Rakyat
Menggugat: MPR Bukan Pemilik Hakiki Kedaulatan Rakyat Anthony Budiawan ; Managing Director Political Economy and
Policy Studies (PEPS) |
WATYUTINK, 21
Agustus 2021
Sebelum
17 Agustus 1945, negara Indonesia belum berdiri. Pemerintah (Indonesia) belum
ada. Pada 17 Agustus 1945, sekelompok masyarakat Indonesia, yang berjuang
untuk kemerdekaan Indonesia, mendeklarasikan berdirinya negara Republik
Indonesia yang merdeka, dari Sabang sampai Merauke.

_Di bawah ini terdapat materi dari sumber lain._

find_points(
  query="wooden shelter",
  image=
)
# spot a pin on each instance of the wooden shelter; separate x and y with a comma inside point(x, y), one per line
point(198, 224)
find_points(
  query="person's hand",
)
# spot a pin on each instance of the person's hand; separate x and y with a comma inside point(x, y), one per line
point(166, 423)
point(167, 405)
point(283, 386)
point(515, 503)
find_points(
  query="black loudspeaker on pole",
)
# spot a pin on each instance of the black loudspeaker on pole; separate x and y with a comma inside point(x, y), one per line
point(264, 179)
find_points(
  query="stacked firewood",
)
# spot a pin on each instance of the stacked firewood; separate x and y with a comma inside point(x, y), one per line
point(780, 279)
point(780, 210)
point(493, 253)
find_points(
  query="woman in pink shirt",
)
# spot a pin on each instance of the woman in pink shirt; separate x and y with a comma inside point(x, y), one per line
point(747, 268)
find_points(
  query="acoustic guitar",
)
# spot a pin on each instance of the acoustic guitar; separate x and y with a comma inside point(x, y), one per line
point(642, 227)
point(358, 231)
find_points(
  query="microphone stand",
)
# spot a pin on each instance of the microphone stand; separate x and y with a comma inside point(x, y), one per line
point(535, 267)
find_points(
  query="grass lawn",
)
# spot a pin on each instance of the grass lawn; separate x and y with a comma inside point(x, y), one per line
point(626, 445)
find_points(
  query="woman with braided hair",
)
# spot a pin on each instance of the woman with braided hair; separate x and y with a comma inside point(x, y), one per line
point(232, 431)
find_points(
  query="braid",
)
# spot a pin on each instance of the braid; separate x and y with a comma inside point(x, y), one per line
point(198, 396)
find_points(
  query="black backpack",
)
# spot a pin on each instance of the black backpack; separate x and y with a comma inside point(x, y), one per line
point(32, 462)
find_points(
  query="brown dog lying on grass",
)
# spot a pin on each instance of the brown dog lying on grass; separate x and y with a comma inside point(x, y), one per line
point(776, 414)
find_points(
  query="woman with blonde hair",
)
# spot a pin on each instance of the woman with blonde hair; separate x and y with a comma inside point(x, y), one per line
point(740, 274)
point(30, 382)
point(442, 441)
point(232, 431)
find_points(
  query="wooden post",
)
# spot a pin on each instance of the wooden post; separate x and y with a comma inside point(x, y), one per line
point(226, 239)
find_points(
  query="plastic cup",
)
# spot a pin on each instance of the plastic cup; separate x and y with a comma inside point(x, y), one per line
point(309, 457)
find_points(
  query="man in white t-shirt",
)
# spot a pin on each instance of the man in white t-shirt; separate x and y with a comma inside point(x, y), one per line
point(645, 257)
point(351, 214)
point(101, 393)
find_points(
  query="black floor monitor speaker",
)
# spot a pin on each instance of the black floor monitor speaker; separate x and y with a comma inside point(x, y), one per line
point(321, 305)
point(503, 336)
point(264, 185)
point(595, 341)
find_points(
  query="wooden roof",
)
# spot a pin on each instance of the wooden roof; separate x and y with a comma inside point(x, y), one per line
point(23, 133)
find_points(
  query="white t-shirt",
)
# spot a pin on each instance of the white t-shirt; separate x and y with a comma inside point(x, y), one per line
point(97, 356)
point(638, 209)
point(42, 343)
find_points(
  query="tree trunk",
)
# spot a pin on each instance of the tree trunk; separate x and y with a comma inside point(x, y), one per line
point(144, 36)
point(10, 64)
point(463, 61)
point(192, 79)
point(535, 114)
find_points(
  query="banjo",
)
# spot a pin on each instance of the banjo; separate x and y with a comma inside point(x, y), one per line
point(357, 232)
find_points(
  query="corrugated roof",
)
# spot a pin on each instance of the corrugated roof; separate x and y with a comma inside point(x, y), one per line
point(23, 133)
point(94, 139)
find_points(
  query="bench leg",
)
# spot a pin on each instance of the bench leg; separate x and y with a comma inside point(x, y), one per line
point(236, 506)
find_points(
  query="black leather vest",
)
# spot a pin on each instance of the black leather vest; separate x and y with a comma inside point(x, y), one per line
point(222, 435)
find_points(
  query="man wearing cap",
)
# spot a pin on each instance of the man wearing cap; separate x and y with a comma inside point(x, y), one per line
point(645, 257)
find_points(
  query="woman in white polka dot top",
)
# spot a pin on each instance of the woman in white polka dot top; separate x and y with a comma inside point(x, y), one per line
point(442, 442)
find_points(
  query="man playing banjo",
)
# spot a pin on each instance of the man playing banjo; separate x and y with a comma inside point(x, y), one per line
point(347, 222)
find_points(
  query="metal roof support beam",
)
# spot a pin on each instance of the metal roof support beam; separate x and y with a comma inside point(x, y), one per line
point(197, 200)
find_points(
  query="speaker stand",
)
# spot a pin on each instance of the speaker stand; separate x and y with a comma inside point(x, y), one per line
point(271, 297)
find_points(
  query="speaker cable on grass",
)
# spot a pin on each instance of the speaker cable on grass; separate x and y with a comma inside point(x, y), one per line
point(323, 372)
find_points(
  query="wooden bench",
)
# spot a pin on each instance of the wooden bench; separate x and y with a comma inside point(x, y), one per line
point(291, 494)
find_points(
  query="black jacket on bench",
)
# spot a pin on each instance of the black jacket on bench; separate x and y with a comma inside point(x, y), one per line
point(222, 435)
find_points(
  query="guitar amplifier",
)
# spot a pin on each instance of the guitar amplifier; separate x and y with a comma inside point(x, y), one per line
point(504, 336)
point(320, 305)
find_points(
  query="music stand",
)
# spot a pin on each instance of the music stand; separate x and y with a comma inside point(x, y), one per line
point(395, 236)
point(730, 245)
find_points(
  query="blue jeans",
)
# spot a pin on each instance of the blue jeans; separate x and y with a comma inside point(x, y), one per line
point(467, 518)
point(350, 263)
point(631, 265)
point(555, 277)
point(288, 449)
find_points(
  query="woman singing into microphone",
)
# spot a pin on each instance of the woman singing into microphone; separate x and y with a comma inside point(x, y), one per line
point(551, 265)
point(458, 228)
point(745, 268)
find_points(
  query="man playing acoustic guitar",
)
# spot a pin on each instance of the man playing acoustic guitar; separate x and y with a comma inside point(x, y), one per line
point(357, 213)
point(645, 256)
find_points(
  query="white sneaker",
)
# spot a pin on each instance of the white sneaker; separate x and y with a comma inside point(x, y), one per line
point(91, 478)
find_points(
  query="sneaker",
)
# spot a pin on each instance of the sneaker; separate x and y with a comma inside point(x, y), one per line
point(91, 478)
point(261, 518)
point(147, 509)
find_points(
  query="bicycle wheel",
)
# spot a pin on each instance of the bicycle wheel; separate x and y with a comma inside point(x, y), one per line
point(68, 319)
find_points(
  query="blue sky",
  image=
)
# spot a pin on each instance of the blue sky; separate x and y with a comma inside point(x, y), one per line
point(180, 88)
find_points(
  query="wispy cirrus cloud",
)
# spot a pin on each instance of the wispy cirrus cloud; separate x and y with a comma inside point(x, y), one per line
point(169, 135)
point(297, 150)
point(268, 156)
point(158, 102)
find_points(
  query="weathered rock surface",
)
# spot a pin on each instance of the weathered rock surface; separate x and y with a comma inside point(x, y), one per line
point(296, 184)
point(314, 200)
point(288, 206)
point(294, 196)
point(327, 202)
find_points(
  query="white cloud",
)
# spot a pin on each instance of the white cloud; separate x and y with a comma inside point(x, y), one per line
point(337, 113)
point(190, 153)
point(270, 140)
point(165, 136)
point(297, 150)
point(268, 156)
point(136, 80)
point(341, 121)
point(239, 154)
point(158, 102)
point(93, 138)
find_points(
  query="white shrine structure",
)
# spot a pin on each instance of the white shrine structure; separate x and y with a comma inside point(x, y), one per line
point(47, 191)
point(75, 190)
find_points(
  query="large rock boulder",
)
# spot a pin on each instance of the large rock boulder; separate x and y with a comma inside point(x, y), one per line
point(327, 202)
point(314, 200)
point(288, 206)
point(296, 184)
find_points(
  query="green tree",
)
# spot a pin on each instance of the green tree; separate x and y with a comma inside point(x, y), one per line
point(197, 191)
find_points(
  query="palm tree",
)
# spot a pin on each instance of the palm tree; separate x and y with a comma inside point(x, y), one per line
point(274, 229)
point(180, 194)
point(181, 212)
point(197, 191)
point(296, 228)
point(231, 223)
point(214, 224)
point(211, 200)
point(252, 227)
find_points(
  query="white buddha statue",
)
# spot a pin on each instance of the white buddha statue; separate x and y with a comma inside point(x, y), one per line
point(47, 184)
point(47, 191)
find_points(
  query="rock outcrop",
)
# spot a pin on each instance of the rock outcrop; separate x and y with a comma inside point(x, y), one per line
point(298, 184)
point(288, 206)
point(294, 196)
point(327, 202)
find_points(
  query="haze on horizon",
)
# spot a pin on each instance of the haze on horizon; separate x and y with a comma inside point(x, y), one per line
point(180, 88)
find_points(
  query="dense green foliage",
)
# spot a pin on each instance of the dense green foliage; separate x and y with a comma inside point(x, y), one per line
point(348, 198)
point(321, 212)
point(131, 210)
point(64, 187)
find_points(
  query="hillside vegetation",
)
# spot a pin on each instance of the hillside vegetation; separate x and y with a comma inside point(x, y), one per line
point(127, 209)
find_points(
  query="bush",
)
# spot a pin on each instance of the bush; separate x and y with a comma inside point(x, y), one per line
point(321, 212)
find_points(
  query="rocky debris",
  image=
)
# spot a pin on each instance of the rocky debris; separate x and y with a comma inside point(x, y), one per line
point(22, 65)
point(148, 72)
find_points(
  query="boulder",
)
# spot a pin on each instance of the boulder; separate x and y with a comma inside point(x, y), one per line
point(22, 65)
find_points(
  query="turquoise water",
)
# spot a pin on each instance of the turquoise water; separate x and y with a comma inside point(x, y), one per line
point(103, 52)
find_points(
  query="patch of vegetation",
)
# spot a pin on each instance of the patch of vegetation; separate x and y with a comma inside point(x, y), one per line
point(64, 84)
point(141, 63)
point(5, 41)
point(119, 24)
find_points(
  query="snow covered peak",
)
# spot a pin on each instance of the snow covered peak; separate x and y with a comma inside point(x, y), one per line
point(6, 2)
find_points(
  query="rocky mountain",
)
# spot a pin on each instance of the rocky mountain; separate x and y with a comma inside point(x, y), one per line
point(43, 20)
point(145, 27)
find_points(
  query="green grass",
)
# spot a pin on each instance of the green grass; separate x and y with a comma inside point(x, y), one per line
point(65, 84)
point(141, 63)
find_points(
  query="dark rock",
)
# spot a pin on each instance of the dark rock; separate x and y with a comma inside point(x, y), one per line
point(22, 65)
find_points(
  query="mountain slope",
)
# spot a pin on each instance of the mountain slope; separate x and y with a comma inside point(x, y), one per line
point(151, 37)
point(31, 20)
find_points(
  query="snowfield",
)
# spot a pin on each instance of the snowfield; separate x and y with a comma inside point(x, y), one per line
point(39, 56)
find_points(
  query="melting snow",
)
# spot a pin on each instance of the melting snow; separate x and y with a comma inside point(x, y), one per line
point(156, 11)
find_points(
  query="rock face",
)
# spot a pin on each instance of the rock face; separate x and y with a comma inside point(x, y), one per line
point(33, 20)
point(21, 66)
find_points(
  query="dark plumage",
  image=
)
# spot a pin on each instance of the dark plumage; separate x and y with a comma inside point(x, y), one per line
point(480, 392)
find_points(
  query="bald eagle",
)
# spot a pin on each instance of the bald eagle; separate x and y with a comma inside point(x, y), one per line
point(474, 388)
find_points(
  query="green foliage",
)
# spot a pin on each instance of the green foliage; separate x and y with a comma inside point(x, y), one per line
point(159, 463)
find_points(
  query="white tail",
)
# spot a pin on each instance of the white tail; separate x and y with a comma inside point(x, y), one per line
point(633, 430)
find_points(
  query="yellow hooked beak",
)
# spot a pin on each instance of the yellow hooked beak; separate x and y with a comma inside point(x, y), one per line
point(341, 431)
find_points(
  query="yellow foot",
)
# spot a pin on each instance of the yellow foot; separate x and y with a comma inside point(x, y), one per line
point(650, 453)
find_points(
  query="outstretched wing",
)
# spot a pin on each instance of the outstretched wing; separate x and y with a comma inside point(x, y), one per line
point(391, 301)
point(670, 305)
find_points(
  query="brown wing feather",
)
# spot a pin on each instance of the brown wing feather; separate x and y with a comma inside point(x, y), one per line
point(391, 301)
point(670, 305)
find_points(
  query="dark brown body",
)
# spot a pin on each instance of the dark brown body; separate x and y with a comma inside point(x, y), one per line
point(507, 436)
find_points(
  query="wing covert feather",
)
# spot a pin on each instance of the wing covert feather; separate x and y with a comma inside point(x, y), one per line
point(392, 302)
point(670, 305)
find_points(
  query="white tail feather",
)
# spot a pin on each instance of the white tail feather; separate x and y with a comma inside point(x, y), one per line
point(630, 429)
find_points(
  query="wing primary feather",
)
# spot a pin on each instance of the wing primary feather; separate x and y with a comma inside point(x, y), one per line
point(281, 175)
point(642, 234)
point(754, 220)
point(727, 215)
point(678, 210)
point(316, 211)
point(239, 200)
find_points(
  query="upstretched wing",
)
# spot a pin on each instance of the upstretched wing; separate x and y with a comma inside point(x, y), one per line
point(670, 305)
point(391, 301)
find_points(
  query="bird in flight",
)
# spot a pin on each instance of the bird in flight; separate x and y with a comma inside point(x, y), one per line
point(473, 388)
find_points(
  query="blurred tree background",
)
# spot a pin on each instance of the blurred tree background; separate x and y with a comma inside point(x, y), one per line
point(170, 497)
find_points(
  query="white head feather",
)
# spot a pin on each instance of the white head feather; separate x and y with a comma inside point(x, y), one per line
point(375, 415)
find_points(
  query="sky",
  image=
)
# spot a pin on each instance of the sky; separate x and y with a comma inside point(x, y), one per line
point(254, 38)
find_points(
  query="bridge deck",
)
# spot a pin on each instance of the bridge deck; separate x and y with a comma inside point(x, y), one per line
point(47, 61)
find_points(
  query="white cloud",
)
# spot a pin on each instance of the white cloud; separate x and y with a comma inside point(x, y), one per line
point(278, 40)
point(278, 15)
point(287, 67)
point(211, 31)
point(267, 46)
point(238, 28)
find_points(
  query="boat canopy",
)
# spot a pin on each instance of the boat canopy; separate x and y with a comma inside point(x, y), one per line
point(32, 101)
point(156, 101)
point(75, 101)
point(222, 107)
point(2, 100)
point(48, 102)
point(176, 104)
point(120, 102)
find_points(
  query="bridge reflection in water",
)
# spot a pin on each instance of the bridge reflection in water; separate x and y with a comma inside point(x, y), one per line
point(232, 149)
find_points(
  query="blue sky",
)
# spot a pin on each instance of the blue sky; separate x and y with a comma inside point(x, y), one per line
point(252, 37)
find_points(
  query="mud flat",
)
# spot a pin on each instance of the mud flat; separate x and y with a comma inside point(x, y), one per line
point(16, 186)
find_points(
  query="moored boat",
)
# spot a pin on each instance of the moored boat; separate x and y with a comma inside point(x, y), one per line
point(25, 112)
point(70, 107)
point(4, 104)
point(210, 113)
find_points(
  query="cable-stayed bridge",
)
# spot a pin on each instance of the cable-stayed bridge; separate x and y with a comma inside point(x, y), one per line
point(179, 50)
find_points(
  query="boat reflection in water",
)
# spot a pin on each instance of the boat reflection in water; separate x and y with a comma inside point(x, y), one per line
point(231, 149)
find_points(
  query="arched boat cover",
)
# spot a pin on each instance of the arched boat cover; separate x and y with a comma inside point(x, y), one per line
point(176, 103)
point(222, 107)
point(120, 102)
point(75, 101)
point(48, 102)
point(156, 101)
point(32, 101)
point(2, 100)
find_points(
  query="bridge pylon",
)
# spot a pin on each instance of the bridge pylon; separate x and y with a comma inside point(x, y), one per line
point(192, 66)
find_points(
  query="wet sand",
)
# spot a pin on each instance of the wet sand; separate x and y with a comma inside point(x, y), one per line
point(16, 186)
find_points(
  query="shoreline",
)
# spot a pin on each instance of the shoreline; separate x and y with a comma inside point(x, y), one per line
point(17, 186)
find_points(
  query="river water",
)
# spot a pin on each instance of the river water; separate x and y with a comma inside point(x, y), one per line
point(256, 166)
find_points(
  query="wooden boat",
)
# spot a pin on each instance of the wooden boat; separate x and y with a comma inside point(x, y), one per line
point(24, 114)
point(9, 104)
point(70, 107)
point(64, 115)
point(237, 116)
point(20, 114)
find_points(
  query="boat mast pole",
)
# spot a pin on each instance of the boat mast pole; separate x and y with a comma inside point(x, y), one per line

Sekelompok
masyarakat ini, yang mendapat kepercayaan dari seluruh rakyat (Indonesia),
sepakat untuk membentuk pemerintah, berdasarkan butir-butir kesepakatan yang
dituangkan di dalam produk hukum Undang-Undang Dasar (UUD), yang menjadi pegangan
hukum bagi semua pihak, bagi rakyat dengan pemerintah yang dibentuknya, dan
senantiasa harus ditaati. Berarti,
Kesepakatan sekelompok masyarakat yang dituangkan menjadi UUD tersebut pada
dasarnya adalah Kontrak Sosial antar masyarakat. Sedangkan Pemerintah, yaitu
presiden dan segenap pembantunya, adalah pihak yang ditunjuk untuk
menjalankan kesepakatan Kontrak Sosial (UUD) antar masyarakat ini. Untuk
menyeimbangi kekuasaan presiden agar selalu berada dalam koridor kesepakatan
Kontrak Sosial (UUD), Kontrak Sosial juga sepakat menunjuk Perwakilan Rakyat
yang disebut Dewan Perwakilan Rakyat (DPR). Serta membentuk Majelis
Permusyawaratan Rakyat (MPR), yang terdiri dari anggota DPR ditambah utusan
golongan dan utusan daerah, yang sekarang (setelah amandemen UUD) menjadi
Perwakilan Daerah. DPR
dan MPR mempunyai wewenang yang berbeda. DPR mengawasi jalannya pemerintahan
antara lain pembentukan peraturan perundang-undang yang diperlukan negara.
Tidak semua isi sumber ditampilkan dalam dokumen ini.